Viele Studenten beklagen sich, dass ihr Studium zu theoretisch sei. Nicht jeder hat die Zeit, in den Semesterferien Praktika zu absolvieren. Hier bieten Service Learning-Seminare eine gute Alternative, während des Semesters ehrenamtlich Praxiserfahrungen zu sammeln, die die Studenten sich auch noch anrechnen lassen können. Wolfgang Stark, Professor für Organisationspsychologie und Organisationsentwicklung an der Universität Duisburg-Essen, stellt einen weiteren Vorteil gegenüber klassischen Vorlesungen und Seminaren heraus: "Studien zeigen, dass sich der Lernerfolg massiv erhöht, wenn das Gelernte direkt angewendet wird, weil es dadurch plastischer und greifbarer wird". Und ganz nebenbei erwerben die Studenten Kompetenzen wie Teamfähigkeit und Verantwortungsbewusstsein, die auch im Arbeitsleben sehr gefragt sind.

Service Learning soll bekannter werden

Noch bieten nur wenige Hochschulen in Deutschland Service Learning-Seminare an, das soll sich jedoch ändern: Das Hochschulnetzwerk "Bildung durch Verantwortung" setzt sich dafür ein, Service Learning populärer zu machen. "Unser Anliegen ist es, an den Hochschulen mehr Sensibilität für gesellschaftliche Verantwortung zu schaffen.
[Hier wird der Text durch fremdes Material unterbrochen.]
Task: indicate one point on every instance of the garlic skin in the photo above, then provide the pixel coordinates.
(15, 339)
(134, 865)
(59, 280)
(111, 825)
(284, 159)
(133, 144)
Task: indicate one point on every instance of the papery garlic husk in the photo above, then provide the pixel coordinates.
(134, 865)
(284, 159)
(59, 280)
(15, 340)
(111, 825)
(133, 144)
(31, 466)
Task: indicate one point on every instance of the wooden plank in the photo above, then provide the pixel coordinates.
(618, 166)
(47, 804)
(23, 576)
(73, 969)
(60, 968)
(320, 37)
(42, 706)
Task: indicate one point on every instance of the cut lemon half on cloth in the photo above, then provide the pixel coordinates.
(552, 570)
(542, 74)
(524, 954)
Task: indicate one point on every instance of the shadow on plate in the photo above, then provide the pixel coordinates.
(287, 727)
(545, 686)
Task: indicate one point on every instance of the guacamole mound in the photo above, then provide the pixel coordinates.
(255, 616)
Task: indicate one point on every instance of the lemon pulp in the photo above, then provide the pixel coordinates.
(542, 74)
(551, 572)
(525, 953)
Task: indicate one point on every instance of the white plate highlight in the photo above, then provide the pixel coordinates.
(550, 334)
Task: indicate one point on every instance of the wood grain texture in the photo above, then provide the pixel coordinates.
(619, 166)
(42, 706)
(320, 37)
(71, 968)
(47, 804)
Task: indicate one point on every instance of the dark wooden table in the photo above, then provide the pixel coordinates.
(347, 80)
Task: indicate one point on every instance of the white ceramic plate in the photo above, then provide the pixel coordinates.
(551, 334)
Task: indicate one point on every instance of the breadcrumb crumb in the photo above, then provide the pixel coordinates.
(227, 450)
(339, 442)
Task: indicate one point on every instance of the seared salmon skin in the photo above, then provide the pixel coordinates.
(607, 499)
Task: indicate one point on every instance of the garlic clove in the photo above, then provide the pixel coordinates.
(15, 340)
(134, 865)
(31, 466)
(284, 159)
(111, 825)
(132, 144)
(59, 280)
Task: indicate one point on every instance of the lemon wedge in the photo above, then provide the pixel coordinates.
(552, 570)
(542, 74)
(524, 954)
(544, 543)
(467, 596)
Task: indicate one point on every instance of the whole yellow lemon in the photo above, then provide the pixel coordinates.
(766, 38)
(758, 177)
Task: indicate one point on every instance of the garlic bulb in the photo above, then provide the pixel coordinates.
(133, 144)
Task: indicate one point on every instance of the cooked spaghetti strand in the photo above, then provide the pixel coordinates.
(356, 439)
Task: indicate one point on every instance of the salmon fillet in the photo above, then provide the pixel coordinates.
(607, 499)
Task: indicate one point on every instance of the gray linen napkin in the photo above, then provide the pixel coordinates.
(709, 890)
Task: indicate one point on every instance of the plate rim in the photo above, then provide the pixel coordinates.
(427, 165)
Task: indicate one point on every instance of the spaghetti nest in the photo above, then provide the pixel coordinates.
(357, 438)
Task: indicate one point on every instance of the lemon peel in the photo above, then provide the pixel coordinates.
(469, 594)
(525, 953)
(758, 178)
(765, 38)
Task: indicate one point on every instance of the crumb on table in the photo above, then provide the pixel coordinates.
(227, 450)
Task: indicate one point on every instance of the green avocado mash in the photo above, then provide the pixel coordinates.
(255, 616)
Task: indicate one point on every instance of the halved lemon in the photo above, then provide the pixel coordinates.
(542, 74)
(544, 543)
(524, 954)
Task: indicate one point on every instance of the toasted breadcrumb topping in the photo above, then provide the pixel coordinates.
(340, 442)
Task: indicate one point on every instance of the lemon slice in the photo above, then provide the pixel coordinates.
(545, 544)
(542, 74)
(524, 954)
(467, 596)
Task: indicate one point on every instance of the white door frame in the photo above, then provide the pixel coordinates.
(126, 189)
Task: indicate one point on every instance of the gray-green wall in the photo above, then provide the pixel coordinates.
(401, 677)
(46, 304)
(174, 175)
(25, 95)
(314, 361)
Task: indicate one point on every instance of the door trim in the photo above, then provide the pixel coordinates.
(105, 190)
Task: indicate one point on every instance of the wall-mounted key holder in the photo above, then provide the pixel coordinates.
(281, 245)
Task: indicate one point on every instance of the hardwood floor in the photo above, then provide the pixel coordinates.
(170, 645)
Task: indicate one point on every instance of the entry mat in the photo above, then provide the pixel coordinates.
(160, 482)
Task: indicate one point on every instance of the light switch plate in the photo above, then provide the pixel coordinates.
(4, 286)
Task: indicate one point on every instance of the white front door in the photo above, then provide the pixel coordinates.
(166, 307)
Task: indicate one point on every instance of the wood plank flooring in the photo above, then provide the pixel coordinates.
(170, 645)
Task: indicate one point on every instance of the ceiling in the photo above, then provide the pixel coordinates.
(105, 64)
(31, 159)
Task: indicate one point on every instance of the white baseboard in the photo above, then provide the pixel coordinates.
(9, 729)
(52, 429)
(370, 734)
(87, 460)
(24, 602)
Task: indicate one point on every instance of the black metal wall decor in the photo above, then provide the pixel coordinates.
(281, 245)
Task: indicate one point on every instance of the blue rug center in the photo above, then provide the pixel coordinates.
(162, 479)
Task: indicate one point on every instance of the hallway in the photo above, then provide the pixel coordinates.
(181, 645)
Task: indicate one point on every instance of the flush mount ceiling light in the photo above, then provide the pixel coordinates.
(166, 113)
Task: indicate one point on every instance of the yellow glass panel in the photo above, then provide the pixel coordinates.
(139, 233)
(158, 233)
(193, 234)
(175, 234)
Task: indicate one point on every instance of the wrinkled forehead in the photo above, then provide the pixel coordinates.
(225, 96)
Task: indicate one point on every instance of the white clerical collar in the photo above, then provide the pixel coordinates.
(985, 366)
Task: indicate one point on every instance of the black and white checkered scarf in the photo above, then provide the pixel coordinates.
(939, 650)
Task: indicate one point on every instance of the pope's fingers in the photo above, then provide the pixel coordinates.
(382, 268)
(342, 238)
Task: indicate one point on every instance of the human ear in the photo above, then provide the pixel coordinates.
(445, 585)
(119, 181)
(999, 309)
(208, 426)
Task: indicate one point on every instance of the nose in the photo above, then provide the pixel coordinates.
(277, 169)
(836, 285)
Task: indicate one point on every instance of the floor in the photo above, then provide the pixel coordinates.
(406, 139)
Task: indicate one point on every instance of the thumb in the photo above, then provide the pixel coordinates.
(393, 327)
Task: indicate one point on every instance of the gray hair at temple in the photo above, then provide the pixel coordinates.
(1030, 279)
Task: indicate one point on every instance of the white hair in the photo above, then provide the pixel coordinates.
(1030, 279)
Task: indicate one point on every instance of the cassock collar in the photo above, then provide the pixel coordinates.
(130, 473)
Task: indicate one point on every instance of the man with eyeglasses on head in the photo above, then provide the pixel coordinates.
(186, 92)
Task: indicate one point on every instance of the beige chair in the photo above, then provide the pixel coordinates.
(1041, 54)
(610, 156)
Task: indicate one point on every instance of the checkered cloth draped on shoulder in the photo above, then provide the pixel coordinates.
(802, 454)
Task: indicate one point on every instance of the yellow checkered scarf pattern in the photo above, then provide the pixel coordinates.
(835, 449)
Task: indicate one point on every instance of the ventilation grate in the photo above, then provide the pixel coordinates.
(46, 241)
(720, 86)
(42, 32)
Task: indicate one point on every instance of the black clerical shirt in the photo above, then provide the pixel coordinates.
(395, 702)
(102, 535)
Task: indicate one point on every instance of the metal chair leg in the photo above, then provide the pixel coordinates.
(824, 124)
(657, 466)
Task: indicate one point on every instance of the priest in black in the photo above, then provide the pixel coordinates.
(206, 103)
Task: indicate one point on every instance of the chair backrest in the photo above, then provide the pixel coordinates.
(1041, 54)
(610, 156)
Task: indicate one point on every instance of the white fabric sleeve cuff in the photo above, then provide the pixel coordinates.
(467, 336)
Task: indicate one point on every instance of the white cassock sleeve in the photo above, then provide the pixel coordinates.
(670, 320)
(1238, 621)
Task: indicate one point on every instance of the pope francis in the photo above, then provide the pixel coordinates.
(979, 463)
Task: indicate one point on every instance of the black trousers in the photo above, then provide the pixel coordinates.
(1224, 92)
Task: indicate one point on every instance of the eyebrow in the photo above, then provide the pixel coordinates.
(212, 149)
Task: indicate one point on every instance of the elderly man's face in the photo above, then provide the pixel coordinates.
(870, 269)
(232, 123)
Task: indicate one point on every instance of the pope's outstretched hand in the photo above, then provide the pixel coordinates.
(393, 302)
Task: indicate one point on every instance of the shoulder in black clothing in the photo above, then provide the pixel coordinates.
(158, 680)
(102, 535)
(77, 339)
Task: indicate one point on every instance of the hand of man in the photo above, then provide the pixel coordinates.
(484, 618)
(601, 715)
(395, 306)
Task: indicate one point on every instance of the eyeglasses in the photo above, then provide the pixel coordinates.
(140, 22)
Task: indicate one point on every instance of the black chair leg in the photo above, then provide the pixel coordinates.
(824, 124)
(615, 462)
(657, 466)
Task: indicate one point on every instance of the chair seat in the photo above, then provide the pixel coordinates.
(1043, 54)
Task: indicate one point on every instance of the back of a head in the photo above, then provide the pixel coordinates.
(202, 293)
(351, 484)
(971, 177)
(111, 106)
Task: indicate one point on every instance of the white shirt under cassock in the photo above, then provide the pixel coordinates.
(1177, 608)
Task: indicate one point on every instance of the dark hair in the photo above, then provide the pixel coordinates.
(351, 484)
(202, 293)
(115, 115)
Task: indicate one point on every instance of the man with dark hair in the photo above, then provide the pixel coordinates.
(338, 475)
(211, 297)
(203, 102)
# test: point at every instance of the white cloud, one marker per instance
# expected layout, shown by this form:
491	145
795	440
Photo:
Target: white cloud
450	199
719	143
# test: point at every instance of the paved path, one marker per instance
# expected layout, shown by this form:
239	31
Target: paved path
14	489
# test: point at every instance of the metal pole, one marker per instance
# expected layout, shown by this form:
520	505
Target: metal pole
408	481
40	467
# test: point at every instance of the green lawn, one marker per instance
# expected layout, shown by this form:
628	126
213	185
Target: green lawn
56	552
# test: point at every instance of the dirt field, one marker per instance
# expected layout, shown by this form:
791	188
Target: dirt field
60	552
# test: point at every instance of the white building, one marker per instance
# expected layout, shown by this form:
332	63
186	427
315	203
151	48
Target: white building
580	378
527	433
Schließlich sind es vor allem die Akademiker, die nach ihrer Ausbildung in der Arbeitswelt Führungsrollen übernehmen", sagt Mitbegründer Wolfgang Stark. Ein wichtiger Punkt beim Service Learning sei die Interdisziplinarität. "Man beschäftigt sich nicht nur mit der eigenen Fachdisziplin, sondern schaut auch über den Tellerrand." Ziel seiner Initiative ist es deshalb, die Hochschulen davon zu überzeugen, Service Learning wie in den USA fest in ihre Lehrpläne zu integrieren.

Ihr Seminar bot Marie Rupprecht und ihren Kommilitonen nicht nur Einblicke in die Welt des Marketings und der Öffentlichkeitsarbeit – nebenbei trainierten die Teilnehmer bei ihrer ehrenamtlichen Arbeit auch Soft Skills wie Kommunikations- und Kritikfähigkeit. Am Ende stellten sie ihre Konzepte dem Vorstand der Gemeindediakonie vor. "Das Feedback war sehr positiv, so dass wir nun ganz gespannt darauf warten, welche unserer Ideen umgesetzt werden." Für sie steht in jedem Fall fest: Das war nicht ihr letztes Service Learning-Projekt.